One of the Fathers of the Church, Saint Ephraem (+373), confessor, deacon, and doctor, admonishes the Faithful to do penance as a sort of enclosure to protect the soul.  “Put a hedge of thorns about your field and your soil, by prayer and fasting together with instruction.  If you are protected by this enclosure, the wild beast shall not invade thee, by which I mean the devil.”[7]  This Gospel is parallel to the pre-Vatican II Gospel for the First Sunday of Advent, Luke 22:25-33.


Luke 21:36


verse 36a      Be vigilant at all times


Mark 13:24-32


verse 28a      “Learn a lesson from the fig tree.


The Vulgate (circa 410):               A ficu autem discite parabolam:


Douay-Rheims (1582-1610):         “Now from the fig tree learn this


King James (1611):                      Now learn a parable of the fig tree;


Jerusalem (1966):                        “Take the fig tree as a parable:


New American (1970):                  “Learn a lesson from the fig tree


New Jerusalem (1985):                `Take the fig tree as a parable:


The NAB translators seem afraid of the word parable.


verse 26        “And then they will see `the Son of Man coming in the clouds’

                               with great power and glory.


Scholars suppose that Mark was set down about 80 AD and that the Thirteenth Chapter was redacted in, out of sense of what Jesus would have done, rather than out of a direct sense of what Jesus did.  As one scholar words it, “…the largely secondary chap. 13.”[8]  Mark is bracing the Faithful for the passion, death, and resurrection of Jesus, a pattern the Faithful themselves experience.  The idea is that life forever, shine brightly, power and glory, and splendor are “at the door.”


verse 29        In the same way, when you see these things happening,

                               know that he [the Son of Man] is near, at the gates.


In conclusion, these readings are about the suffering servant, Jesus Christ, the eternal high priest, offering his life as a sacrifice pleasing to the Father.  Daniel is about the staying power of hope in the power and glory of God.  The Psalm is about God directing history through all vicissitudes back to the honor of the Father.  Hebrews is about the role of Jesus and the Faithful within a context of evil and chaos confusing unbelievers.  Mark is about a promise of things to come, about the Son of Man returning in all his power and glory, in a life being shared with the Faithful.


For more on sources, besides the footnotes, see the Appendix file.

[1] Sue Gillingham, “From Liturgy to Prophecy: The Use of Psalmody in Second Temple Judaism,” the Catholic Biblical Quarterly, Vol. 64, No. 3 (July 2002) 486

[2] Susan Fournier Mathews, “The Numbers in Daniel 12:11-12: Rounded Pythagorean Plane Numbers?” the Catholic Biblical Quarterly, Vol. 63, No. 4 (October 2001) 643.

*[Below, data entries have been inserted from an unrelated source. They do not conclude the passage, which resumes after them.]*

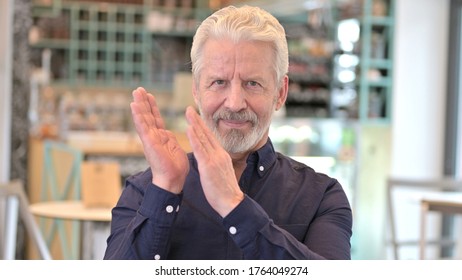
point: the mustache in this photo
(245, 115)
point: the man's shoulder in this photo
(299, 166)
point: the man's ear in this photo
(282, 93)
(195, 92)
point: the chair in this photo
(61, 180)
(428, 190)
(16, 204)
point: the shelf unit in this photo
(376, 28)
(376, 61)
(111, 44)
(97, 43)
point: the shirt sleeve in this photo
(328, 235)
(141, 223)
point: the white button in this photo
(232, 230)
(169, 209)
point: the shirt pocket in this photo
(296, 230)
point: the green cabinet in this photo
(372, 52)
(97, 43)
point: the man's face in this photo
(237, 92)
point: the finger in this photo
(148, 108)
(159, 122)
(199, 134)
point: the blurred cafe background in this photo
(374, 100)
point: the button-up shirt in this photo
(289, 212)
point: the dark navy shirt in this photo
(289, 212)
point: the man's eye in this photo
(252, 83)
(219, 82)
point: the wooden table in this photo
(96, 223)
(447, 203)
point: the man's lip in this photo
(234, 123)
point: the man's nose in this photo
(236, 98)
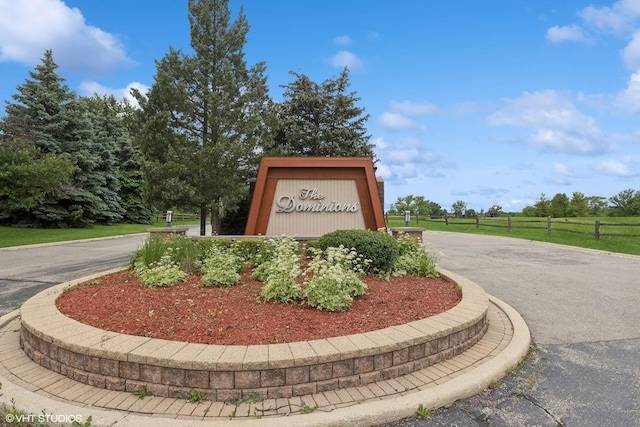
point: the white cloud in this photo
(408, 108)
(631, 52)
(562, 174)
(394, 121)
(344, 58)
(566, 33)
(342, 40)
(623, 168)
(628, 100)
(408, 160)
(28, 28)
(556, 123)
(619, 18)
(90, 88)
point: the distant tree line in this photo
(193, 144)
(625, 203)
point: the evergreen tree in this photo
(626, 203)
(542, 207)
(560, 205)
(204, 116)
(27, 177)
(578, 206)
(122, 166)
(321, 120)
(47, 115)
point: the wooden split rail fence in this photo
(549, 224)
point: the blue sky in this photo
(491, 103)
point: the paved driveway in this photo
(26, 270)
(583, 310)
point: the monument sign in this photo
(311, 196)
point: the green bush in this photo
(280, 272)
(159, 274)
(334, 279)
(310, 246)
(415, 259)
(221, 267)
(248, 249)
(377, 246)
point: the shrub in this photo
(280, 272)
(379, 247)
(150, 252)
(182, 251)
(248, 249)
(415, 259)
(162, 273)
(334, 279)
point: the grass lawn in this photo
(12, 236)
(581, 235)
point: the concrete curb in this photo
(364, 414)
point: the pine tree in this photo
(123, 187)
(204, 116)
(47, 115)
(321, 120)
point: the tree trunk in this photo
(203, 219)
(216, 223)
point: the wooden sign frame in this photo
(356, 169)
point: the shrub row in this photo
(331, 280)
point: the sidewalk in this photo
(34, 389)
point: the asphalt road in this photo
(26, 270)
(582, 306)
(583, 310)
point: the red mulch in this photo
(235, 316)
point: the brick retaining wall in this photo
(172, 369)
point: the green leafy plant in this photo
(377, 246)
(221, 268)
(159, 274)
(422, 412)
(142, 392)
(196, 396)
(334, 279)
(414, 259)
(280, 271)
(247, 249)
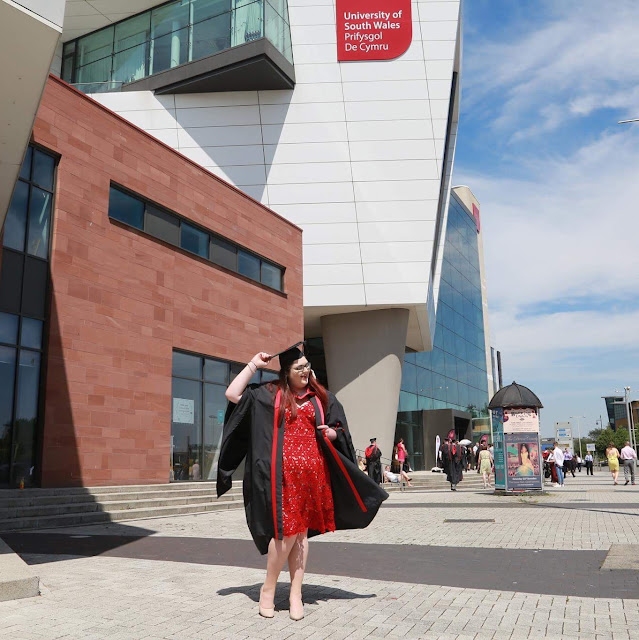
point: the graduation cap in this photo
(290, 354)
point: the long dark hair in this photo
(288, 397)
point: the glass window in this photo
(424, 382)
(26, 417)
(130, 65)
(162, 225)
(43, 170)
(223, 253)
(25, 170)
(34, 288)
(186, 429)
(271, 276)
(214, 409)
(194, 240)
(216, 371)
(8, 328)
(16, 221)
(186, 365)
(169, 18)
(96, 72)
(126, 208)
(31, 333)
(95, 46)
(39, 218)
(11, 281)
(132, 32)
(68, 57)
(7, 381)
(248, 265)
(210, 36)
(169, 51)
(407, 401)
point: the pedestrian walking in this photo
(373, 463)
(558, 458)
(612, 455)
(485, 462)
(568, 458)
(402, 455)
(451, 453)
(301, 476)
(628, 457)
(589, 463)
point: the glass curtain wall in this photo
(170, 35)
(197, 413)
(453, 375)
(23, 293)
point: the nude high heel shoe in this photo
(265, 612)
(296, 612)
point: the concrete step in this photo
(99, 517)
(119, 504)
(24, 499)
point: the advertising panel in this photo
(524, 420)
(373, 29)
(498, 453)
(523, 461)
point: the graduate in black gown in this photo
(373, 461)
(257, 419)
(452, 459)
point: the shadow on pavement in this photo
(313, 593)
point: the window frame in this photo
(147, 203)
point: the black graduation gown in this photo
(452, 463)
(374, 465)
(251, 432)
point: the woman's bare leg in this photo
(297, 565)
(278, 552)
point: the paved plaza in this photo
(434, 564)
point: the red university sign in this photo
(373, 29)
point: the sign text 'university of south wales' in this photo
(373, 29)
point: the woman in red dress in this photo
(307, 502)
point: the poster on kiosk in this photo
(524, 467)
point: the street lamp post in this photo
(578, 418)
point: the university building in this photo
(240, 175)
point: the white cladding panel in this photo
(353, 154)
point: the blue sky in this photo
(543, 86)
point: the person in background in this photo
(589, 463)
(558, 458)
(568, 462)
(485, 462)
(628, 457)
(373, 463)
(389, 476)
(612, 455)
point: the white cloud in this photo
(574, 62)
(569, 229)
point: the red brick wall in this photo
(122, 301)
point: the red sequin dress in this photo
(307, 501)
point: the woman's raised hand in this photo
(261, 360)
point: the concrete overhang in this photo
(27, 46)
(83, 16)
(419, 335)
(253, 66)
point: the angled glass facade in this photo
(453, 375)
(169, 35)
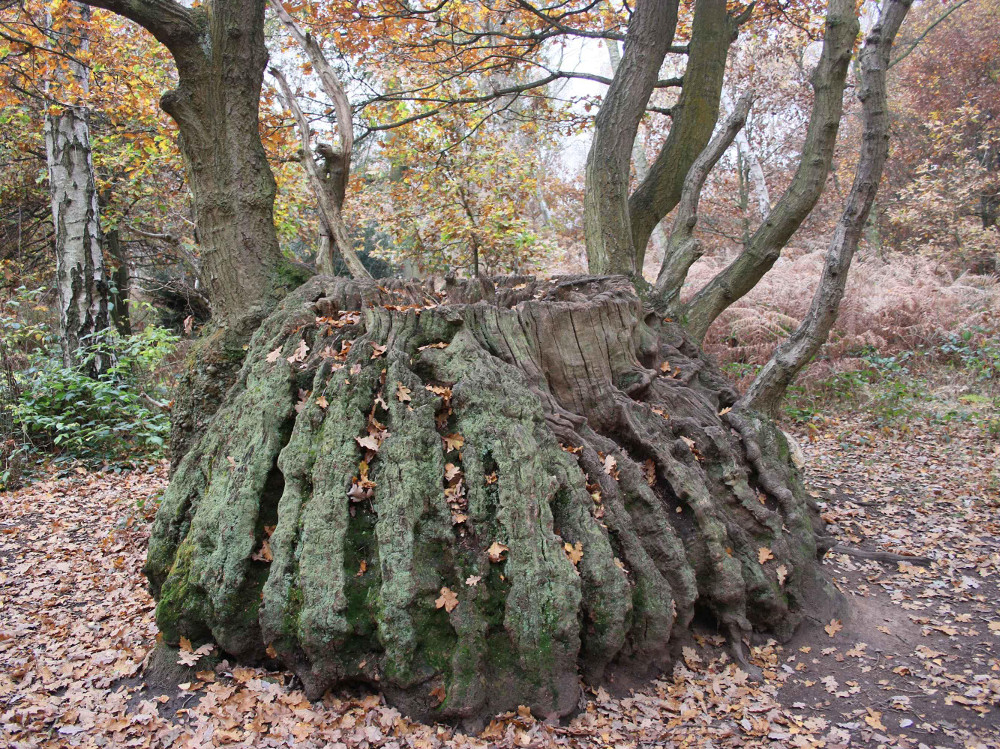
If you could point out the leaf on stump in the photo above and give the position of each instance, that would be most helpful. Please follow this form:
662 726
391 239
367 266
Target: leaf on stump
496 551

[3] Michael L. Barré, S.S., “Textual and Rhetorical-critical Observations on the Last Servant Song (Isaiah 52:13—53:12),” the Catholic Biblical Quarterly, Vol. 62, No. 1 (January 2000), 7.

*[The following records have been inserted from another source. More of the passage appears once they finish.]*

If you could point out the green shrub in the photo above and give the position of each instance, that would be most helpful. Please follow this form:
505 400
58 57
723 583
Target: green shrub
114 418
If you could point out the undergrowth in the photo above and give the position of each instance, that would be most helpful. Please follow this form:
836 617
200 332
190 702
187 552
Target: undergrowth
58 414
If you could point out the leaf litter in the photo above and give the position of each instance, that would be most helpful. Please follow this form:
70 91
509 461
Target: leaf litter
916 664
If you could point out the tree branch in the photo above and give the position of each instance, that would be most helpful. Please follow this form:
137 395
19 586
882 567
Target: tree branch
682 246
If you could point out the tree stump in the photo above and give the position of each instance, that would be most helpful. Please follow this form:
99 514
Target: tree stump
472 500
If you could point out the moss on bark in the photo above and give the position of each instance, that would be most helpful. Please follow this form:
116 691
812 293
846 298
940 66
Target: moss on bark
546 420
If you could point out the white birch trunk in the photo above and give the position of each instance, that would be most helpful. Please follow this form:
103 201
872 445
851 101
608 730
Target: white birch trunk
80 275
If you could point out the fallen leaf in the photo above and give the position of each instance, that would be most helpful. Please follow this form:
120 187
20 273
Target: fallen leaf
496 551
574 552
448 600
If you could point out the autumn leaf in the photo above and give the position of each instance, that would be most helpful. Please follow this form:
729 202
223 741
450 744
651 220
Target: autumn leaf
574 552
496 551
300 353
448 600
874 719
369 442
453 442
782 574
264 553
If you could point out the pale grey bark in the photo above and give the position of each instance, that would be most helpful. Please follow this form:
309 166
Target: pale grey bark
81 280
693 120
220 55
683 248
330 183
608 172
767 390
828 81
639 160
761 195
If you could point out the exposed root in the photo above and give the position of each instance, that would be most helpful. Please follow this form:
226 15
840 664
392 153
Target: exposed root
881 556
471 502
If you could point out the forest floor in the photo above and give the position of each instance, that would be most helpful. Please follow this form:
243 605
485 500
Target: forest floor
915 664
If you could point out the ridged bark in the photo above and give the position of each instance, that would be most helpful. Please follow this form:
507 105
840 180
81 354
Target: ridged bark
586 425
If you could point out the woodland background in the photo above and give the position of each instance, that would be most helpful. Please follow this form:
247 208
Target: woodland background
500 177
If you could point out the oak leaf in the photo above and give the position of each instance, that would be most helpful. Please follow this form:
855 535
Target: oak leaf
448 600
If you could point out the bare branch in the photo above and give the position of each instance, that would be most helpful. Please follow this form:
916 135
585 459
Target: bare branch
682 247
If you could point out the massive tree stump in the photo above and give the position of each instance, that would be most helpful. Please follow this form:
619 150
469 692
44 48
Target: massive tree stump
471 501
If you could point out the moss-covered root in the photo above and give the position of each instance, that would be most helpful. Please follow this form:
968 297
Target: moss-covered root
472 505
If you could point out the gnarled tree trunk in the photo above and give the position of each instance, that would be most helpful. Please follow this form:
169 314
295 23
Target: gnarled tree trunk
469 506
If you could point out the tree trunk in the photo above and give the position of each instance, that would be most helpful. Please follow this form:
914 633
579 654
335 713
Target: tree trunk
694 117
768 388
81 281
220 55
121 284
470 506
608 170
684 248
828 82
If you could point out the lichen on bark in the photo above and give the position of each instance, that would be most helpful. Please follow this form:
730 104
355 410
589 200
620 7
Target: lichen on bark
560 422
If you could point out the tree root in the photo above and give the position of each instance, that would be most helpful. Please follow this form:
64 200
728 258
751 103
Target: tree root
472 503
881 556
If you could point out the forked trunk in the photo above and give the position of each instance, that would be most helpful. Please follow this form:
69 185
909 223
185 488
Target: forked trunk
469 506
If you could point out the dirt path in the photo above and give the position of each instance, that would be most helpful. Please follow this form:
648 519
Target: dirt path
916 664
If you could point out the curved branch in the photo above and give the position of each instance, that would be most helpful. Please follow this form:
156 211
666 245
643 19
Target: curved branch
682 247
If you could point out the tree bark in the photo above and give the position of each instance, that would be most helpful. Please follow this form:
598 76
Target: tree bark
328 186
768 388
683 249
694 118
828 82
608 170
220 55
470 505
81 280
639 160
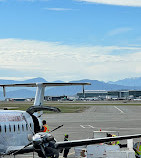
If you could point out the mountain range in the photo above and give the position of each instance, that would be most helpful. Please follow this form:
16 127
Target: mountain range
13 92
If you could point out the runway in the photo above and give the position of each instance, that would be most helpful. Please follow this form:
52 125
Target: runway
125 119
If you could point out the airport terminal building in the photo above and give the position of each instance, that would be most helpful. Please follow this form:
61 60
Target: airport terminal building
102 94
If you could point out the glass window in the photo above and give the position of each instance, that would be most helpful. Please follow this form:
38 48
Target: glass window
26 127
30 126
10 128
23 127
5 128
14 128
18 127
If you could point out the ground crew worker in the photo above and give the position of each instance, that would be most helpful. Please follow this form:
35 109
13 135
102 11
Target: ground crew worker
114 142
66 150
45 127
137 149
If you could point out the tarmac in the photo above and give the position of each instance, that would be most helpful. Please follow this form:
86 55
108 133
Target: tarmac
124 119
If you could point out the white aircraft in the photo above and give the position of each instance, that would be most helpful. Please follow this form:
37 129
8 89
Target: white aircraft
20 130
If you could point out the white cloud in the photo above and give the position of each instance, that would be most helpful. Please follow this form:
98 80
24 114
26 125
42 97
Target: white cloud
58 9
119 31
132 3
55 61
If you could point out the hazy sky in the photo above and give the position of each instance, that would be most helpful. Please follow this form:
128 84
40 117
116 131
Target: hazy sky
70 39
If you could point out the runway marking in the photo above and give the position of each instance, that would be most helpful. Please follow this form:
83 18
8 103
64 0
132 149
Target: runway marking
87 126
119 109
69 154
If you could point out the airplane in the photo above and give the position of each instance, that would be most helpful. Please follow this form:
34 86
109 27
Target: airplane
20 130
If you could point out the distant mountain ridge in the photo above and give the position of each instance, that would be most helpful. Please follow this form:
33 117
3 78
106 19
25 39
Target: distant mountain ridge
27 92
136 81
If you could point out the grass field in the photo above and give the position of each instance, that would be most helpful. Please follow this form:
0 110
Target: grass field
66 107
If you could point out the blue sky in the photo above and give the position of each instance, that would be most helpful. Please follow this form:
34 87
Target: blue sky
70 39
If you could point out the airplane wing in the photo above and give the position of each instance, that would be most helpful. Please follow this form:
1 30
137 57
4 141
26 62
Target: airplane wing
75 143
45 84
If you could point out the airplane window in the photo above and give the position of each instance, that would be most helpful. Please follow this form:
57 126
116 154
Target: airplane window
5 128
18 127
14 128
22 127
10 128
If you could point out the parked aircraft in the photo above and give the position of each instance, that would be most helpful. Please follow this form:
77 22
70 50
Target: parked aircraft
20 130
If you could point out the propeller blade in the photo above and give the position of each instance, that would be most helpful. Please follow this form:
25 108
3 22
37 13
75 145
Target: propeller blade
56 128
16 152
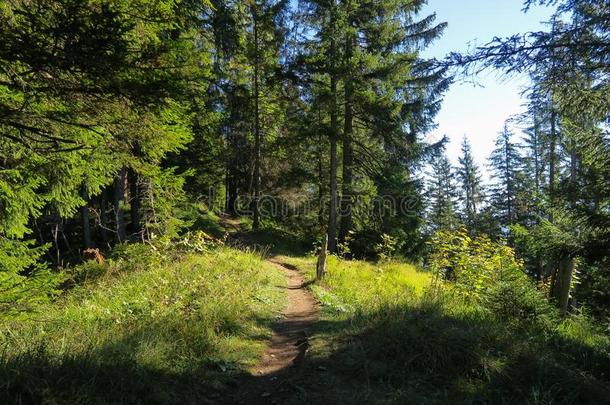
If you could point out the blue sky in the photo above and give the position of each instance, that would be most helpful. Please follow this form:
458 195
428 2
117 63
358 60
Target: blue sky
479 111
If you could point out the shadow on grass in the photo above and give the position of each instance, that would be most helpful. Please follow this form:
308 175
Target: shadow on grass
422 355
159 363
400 355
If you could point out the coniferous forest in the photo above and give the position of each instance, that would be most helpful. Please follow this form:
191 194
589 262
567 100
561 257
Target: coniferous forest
207 201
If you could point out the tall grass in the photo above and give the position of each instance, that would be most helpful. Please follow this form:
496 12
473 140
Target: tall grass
148 326
384 337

[4] Paul Overland, “Did the Sage Draw from the Shema?  A Study of Proverbs 3:1-12,” the Catholic Biblical Quarterly, Vol. 62, No. 3 (July 2000) 424.

[5] Joseph Jensen, O.S.B., “Yahweh’s Plan in Isaiah and the Rest of the Old Testament,” the Catholic Biblical Quarterly, Vol. 48, No. 3 (July 1986), 453.


[6] Craig R. Koester, “Hebrews, Rhetoric, and the Future of Humanity,” the Catholic Biblical Quarterly, Vol. 64, No. 1 (January 2002) 112.


[7] The Sunday Sermons of the Great Fathers: Volume One: From the First Sunday of Advent to Quinquagesima, tr. and ed. M. F. Toal, D.D. (P.O. Box 612, Swedesboro, NJ 08085: Preservation Press, 1996) 11.


[8] P.M. Casey, “Culture and Historicity: The Cleansing of the Temple,” the Catholic Biblical Quarterly, Vol. 59, No. 2 (April 1997) 308.